April 19, 2019
By: Tara Tedrow
The battle over whether medical marijuana can be smoked by qualified patients came to an end on March 18th, 2019, when Governor DeSantis signed SB 182 into law. Effective immediately, these regulations add marijuana flower to the list of available products for patients statewide. But patients beware- these new rules are narrowly crafted and don’t give you carte blanche for convenient use. Here are the top takeaways on the new smoking regulations:
- Vape, e-cigarette and convenience stores will be servicing medical patients who are recommended smokable marijuana. Delivery devices intended for the smoking of medical marijuana, such as rolling papers and bongs, can now be bought inside and outside of licensed medical marijuana treatment center (“MMTC”) dispensaries.
- If you want a prerolled marijuana cigarette from a licensed MMTC, that wrapping paper cannot be made with tobacco or hemp. While I can certainly understand not using tobacco, the hemp restriction is yet another puzzling legislative add-on.
- Patients cannot tote around an unlimited supply of product. There is a 4-ounce possession limit of marijuana in a form for smoking.
- The door is not wide open for younger patients. A qualified physician may not issue a physician certification for marijuana in a form for smoking to a patient under 18 years of age unless:
- the patient is diagnosed with a terminal condition,
- the qualified physician determines that smoking is the most effective route of administration for the patient, and
- a second physician who is a board-certified pediatrician concurs with such determination.

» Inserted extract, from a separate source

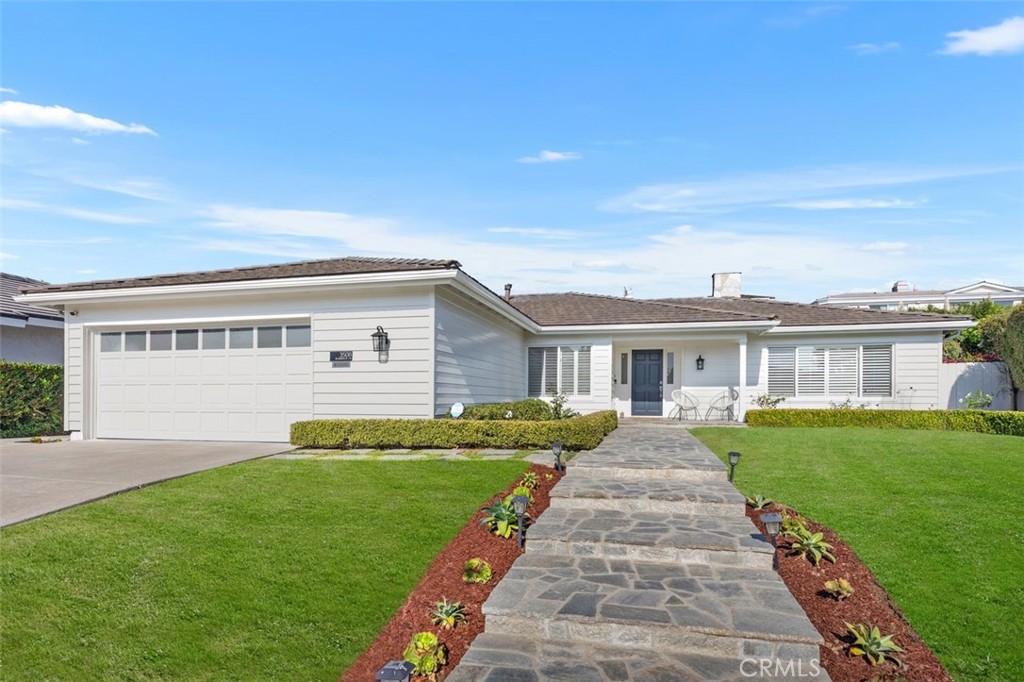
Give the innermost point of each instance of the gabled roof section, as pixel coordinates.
(803, 314)
(573, 308)
(307, 268)
(10, 286)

- You cannot use your medicine anywhere you want. The following constraints are placed on patients, as medical marijuana cannot be used:
- On any form of public transportation, except for low-THC marijuana not in a form for smoking.
- In any public place, except for low-THC marijuana not in a form for smoking.
- In a qualified patient’s place of employment, except when permitted by his or her employer.
- In a state or county correctional institution.
- On the grounds of a preschool, primary school, or secondary school, except as provided in Florida Statutes Section 1006.062.
- In a school bus, a vehicle, an aircraft, or a motorboat, except for low-THC marijuana not in a form for smoking.
- In an enclosed indoor workplace.
The regulations continue to pile up for patients, but the intended goal of public safety and patient protections remain the same. The sales of medical marijuana products over the past two years have continued to grow- over 212,000,000 mgs sold in 2017 and 1,400,000,000 mgs in 2018. Though regulations remain robust for smokable product, there is no doubt that this new line of medicine will be a big hit with patients.